Often in life and in business we’re faced with the challenge of letting go of old belief structures in order to create the space necessary to make room for new ones that prepare us for greater successes. In my 20 years of coaching financial advisors, I’ve come to realize that the biggest transition many advisors experience is in reframing their image to clients when they move from being soloprenuers to creating their own team or firm. This can potentially make them more profitable and provide great learning opportunities for them as leaders, but it is not without its challenges.
While this transition is different for every team leader based on his or her individual goals and financial advisory team dynamic, there is a “letting go process” that seems to work for many of our coaching clients. When asked the question “how do I even begin?” I tend to reply with something along the lines of the following:
Create Common Intent: Common intent, also called common purpose, is an essential keystone of high performing teams. It gives teams an identity that is beyond the identity of one individual, including you as the leader, and is based on a jointly determined ambition that is significant in size, aspirational in scope, and possible to achieve. If you’re experiencing difficulty in determining which responsibilities to hand over to your team members, begin by involving them more in the discussion of how to serve your clients and your organization, with a purpose that is broader than the team itself and has an emotional component to it. This will give your team members a sense of inclusion and investment in the outcome of their work; simultaneously, it will give you some insight into your team members’ level of understanding and knowledge-base before you really begin delegating specific tasks.
Allow Team Members to Co-Create their Roles in Partnership with You: This, like creating common intent, will give your team members a greater sense of involvement and encourage accountability for what they do. While their roles and development plan should ultimately be approved by you as their leader, giving team members ownership of the process will generate greater follow-through on their day-to-day tasks and commitment to the overall goals related to their roles, while alleviating you of some of the initial responsibility of determining this. This frees up your time to focus on areas of the business that require your unique skill set and ability.
Delegate operations: Only 15% of advisors have an operational plan for their businesses to ensure they are running as smoothly as possible, and most report that they lack the time and energy to do create these plans. Why not delegate the trust in these responsibilities to a capable team member who has the time and potential for development, while simultaneously giving yourself an opportunity to better understand that team member’s skillset and work mentality?
Involve everyone in client engagement: During one of my workshops I asked co-CEOs of a very accomplished team what they experienced as the greatest benefit in building a team. Their response was simply the relief in knowing that they didn’t have to answer the phone every time it rang. This seemed like a simple enough answer, but in considering it after the workshop I realized that what they’d actually created was a partner in their client engagement process. It meant that they’d brought their team members into the fold enough to understand the needs and expectations of their clients, so that the responsibility of catering to them wasn’t always on the shoulders of the leaders themselves. This had the added benefit of making the clients feel an even greater sense of care and consideration from the team on the whole, rather than from the leaders alone.

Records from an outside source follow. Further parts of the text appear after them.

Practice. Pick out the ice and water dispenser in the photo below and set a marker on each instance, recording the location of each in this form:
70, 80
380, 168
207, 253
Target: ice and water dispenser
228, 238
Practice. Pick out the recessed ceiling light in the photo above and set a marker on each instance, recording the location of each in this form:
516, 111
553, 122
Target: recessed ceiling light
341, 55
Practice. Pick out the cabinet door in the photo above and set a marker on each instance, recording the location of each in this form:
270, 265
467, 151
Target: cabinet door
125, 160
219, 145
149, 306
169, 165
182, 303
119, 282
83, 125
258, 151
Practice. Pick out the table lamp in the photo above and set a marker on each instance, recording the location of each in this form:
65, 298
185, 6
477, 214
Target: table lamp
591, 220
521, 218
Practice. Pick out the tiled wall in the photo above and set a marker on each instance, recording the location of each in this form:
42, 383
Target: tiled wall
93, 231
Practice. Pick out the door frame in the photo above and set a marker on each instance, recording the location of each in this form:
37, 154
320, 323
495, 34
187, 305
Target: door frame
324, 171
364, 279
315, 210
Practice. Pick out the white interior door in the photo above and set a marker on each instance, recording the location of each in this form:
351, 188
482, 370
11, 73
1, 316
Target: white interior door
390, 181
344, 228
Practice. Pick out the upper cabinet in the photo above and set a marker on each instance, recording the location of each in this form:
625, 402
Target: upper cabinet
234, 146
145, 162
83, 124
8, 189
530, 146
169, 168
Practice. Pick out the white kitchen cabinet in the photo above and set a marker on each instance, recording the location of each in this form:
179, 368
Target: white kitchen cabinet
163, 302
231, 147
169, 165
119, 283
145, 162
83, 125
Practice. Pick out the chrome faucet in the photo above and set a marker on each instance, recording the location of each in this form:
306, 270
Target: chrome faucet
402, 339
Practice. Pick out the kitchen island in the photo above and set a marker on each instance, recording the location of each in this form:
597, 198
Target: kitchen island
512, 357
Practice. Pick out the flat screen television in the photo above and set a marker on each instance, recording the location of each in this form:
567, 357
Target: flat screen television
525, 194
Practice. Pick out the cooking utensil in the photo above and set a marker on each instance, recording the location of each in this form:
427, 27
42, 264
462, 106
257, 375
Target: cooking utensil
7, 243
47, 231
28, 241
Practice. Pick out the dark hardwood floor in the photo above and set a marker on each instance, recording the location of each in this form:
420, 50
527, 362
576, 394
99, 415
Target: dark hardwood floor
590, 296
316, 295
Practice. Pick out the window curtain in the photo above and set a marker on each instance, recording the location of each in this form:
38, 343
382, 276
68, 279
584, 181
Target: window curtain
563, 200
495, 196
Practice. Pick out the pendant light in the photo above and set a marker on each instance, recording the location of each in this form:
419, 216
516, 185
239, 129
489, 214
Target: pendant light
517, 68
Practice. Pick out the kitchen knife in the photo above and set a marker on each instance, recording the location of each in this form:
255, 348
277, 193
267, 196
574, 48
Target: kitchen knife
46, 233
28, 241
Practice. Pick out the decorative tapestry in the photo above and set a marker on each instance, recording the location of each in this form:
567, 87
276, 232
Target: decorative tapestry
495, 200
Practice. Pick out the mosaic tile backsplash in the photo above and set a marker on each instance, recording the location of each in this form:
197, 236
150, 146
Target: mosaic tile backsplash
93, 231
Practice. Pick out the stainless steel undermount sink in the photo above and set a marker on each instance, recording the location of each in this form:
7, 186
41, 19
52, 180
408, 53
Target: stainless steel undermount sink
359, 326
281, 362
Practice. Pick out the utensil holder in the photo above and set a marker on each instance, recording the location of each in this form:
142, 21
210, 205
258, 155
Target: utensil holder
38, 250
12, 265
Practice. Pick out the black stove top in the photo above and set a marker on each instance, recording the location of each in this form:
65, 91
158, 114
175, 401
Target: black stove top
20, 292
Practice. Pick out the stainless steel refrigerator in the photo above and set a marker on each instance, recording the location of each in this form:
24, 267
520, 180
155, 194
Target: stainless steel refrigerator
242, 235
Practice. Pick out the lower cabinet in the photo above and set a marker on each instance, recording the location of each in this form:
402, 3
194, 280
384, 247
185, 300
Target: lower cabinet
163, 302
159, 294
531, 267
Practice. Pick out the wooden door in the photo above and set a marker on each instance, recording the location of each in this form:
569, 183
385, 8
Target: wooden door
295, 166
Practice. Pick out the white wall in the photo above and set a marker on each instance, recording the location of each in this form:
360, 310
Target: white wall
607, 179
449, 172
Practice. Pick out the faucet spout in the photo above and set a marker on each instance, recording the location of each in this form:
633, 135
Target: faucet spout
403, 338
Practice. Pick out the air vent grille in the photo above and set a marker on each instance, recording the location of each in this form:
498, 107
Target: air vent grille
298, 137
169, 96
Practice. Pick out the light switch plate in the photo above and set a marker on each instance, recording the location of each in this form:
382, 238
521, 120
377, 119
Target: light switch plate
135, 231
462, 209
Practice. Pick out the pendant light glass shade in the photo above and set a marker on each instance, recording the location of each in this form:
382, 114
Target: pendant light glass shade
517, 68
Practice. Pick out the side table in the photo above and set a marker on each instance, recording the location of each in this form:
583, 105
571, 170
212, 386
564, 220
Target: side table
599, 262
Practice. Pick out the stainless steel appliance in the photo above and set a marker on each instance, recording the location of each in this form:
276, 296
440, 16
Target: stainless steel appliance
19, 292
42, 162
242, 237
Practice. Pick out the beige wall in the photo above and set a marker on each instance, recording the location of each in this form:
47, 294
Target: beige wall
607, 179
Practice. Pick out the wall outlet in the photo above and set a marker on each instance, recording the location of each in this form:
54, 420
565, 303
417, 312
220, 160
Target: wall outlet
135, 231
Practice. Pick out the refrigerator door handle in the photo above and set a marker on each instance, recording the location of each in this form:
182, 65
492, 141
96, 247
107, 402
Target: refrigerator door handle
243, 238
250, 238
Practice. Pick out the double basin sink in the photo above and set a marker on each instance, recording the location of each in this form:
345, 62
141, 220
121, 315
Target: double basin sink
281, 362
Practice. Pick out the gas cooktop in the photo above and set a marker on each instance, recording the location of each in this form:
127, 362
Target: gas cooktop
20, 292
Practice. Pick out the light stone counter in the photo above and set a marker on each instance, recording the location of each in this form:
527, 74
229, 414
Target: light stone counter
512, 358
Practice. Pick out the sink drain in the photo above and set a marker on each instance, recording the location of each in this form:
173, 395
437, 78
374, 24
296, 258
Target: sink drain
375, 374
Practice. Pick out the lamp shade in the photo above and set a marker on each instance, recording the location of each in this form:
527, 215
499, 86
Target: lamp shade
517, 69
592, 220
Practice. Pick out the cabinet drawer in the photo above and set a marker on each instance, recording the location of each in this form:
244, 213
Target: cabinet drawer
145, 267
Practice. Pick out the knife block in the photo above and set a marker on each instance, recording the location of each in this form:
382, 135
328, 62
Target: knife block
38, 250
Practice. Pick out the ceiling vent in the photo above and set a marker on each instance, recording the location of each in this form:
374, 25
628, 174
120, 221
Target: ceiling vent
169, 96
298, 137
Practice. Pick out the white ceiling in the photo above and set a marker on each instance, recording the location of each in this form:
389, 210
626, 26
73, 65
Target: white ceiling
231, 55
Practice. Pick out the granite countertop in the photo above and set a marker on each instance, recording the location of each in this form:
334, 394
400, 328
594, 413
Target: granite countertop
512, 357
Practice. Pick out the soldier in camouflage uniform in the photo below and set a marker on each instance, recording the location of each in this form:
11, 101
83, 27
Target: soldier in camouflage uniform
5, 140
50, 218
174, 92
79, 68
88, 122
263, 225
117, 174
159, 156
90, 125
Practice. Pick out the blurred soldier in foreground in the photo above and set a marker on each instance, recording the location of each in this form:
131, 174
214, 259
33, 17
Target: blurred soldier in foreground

Strategically Leverage The Differences in You and Your Team Members: Take age as an example: In an industry that threatens massive change in coming years with the shift in wealth transfer from the Baby Boomer Generation, 51% of teams surveyed have no succession plan for their businesses, let alone for their clients. Having a team of younger advisors automatically puts you at an advantage, because they can become part of your succession plan for both. Start bringing younger team members along to meetings with clients whose children may want to work with someone closer to their age and perspective. In addition to helping those younger team members better understand your current clients, it provides a natural point of transition to discuss succession planning for those clients’ heirs.
The takeaway here is that transitioning from a solopreneur to team structure might not be easy, but if you can determine specific steps along the way and view those steps from the perspective of creating some relief from your workload, it can make the process seem much less ominous.
Powerful coaching questions to consider from this article:
1. How can you improve your strategic hiring plan based upon your current plan for future growth?
2. What improvements could you and every member of your team take to shape the culture of your organization?
3. What additional work needs to be considered to create professional development programs for each member of your team as this will help maximize your human capital investment?
4. Have you given your team members the opportunity to personally shape their roles and responsibilities?
5. What aspects of operations can you pass off to your team members to free up your time so you can focus on aspects of your business for which you are uniquely qualified, like client engagement and client retention?
6. How comfortable are your clients engaging with other members of your team in the event that you are unavailable?
7. Have you considered how your team members can play an important role in succession planning for your clients and their heirs? What do you need to do in order to ensure this?